Pathophysiological Topography of Acute Ischemia by Combined Diffusion-Weighted and Perfusion MRI

BACKGROUND AND PURPOSE Combined echoplanar MRI diffusion-weighted imaging (DWI), perfusion imaging (PI), and magnetic resonance angiography (MRA) can be used to visualize acute brain ischemia and predict lesion evolution and functional outcome. The appearance of a larger lesion by PI than by DWI quantitatively defines a mismatch of potential clinical importance. Qualitative lesion variations exist in the topographic concordance of this mismatch. We examined both the topographic heterogeneity and relative frequency of mismatched patterns in acute stroke using these MRI techniques. METHODS Acute DWI, PI, and MRA studies of 34 prospectively recruited patients with supratentorial ischemic lesions scanned within 24 hours of stroke onset (range 2.5 to 23.3 hours, 12 patients <6 hours) were analyzed. RESULTS Ischemic lesions were predominantly in the middle cerebral artery (MCA) territory (94%), with DWI lesions most commonly affecting the insular region. Mismatched patterns with PI lesion larger than DWI lesion occurred in 21 patients (62% overall), in all 4 patients imaged within 3 hours, and in 44% of patients imaged after 18 hours. A patient with a large PI but no DWI lesion and severe clinical deficit at 2.5 hours after stroke onset recovered completely. Regional variations in DWI and PI lesion loci were found, inferring site of proximal MCA occlusion, embolic pathogenesis, and regional arterial reperfusion. CONCLUSIONS Analysis of the topographic concordance of PI and DWI lesions in acute stroke reveals regional PI lesions without concomitant DWI lesions, which do not necessarily progress to infarction but may suggest stroke pathogenesis and site of current arterial occlusion. Location of DWI lesions may suggest an earlier site of arterial occlusion and regions of maximal perfusion deficit.
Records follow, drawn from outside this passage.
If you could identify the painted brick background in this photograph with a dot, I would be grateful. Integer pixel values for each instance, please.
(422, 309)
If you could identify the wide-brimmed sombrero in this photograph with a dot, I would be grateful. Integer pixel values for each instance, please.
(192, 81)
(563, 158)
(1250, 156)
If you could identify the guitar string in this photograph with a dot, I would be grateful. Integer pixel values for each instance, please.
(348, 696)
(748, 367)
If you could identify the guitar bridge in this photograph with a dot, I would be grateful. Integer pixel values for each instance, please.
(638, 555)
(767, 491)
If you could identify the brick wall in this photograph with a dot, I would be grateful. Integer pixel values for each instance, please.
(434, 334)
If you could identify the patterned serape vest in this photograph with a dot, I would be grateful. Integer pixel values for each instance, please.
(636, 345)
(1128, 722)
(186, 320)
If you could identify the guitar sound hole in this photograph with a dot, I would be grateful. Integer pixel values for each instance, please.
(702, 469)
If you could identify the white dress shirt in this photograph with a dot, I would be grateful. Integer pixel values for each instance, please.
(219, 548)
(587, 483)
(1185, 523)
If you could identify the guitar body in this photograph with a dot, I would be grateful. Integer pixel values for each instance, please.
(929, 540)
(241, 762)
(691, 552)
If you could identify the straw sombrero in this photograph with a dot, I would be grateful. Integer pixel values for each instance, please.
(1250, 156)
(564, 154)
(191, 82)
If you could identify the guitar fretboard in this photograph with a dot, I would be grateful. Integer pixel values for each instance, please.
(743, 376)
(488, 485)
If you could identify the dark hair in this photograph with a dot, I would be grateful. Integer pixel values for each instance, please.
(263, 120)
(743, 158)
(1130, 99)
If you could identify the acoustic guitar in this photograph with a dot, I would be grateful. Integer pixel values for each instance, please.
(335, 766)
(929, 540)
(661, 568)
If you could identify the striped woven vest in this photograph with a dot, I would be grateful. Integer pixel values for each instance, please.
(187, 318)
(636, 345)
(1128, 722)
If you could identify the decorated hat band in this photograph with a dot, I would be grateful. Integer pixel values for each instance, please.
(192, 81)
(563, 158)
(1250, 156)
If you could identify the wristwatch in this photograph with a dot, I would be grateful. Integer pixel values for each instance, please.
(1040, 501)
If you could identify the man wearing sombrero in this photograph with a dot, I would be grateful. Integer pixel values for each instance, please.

Refining the Perfusion–Diffusion Mismatch Hypothesis

Background and Purpose— The Echoplanar Imaging Thrombolysis Evaluation Trial (EPITHET) tests the hypothesis that perfusion-weighted imaging (PWI)–diffusion-weighted imaging (DWI) mismatch predicts the response to thrombolysis. There is no accepted standardized definition of PWI-DWI mismatch. We compared common mismatch definitions in the initial 40 EPITHET patients. Methods— Raw perfusion images were used to generate maps of time to peak (TTP), mean transit time (MTT), time to peak of the impulse response (Tmax) and first moment transit time (FMT). DWI, apparent diffusion coefficient (ADC), and PWI volumes were measured with planimetric and thresholding techniques. Correlations between mismatch volume (PWIvol-DWIvol) and DWI expansion (T2Day 90-vol-DWIAcute-vol) were also assessed. Results— Mean age was 68±11, time to MRI 4.5±0.7 hours, and median National Institutes of Health Stroke Scale (NIHSS) score 11 (range 4 to 23). Tmax and MTT hypoperfusion volumes were significantly lower than those calculated with TTP and FMT maps (P<0.001). Mismatch ≥20% was observed in 89% (Tmax) to 92% (TTP/FMT/MTT) of patients. Application of a +4s (relative to the contralateral hemisphere) PWI threshold reduced the frequency of positive mismatch volumes (TTP 73%/FMT 68%/Tmax 54%/MTT 43%). Mismatch was not significantly different when assessed with ADC maps. Mismatch volume, calculated with all parameters and thresholds, was not significantly correlated with DWI expansion. In contrast, reperfusion was correlated inversely with infarct growth (R=−0.51; P=0.009). Conclusions— Deconvolution and application of PWI thresholds provide more conservative estimates of tissue at risk and decrease the frequency of mismatch accordingly. The precise definition may not be critical; however, because reperfusion alters tissue fate irrespective of mismatch.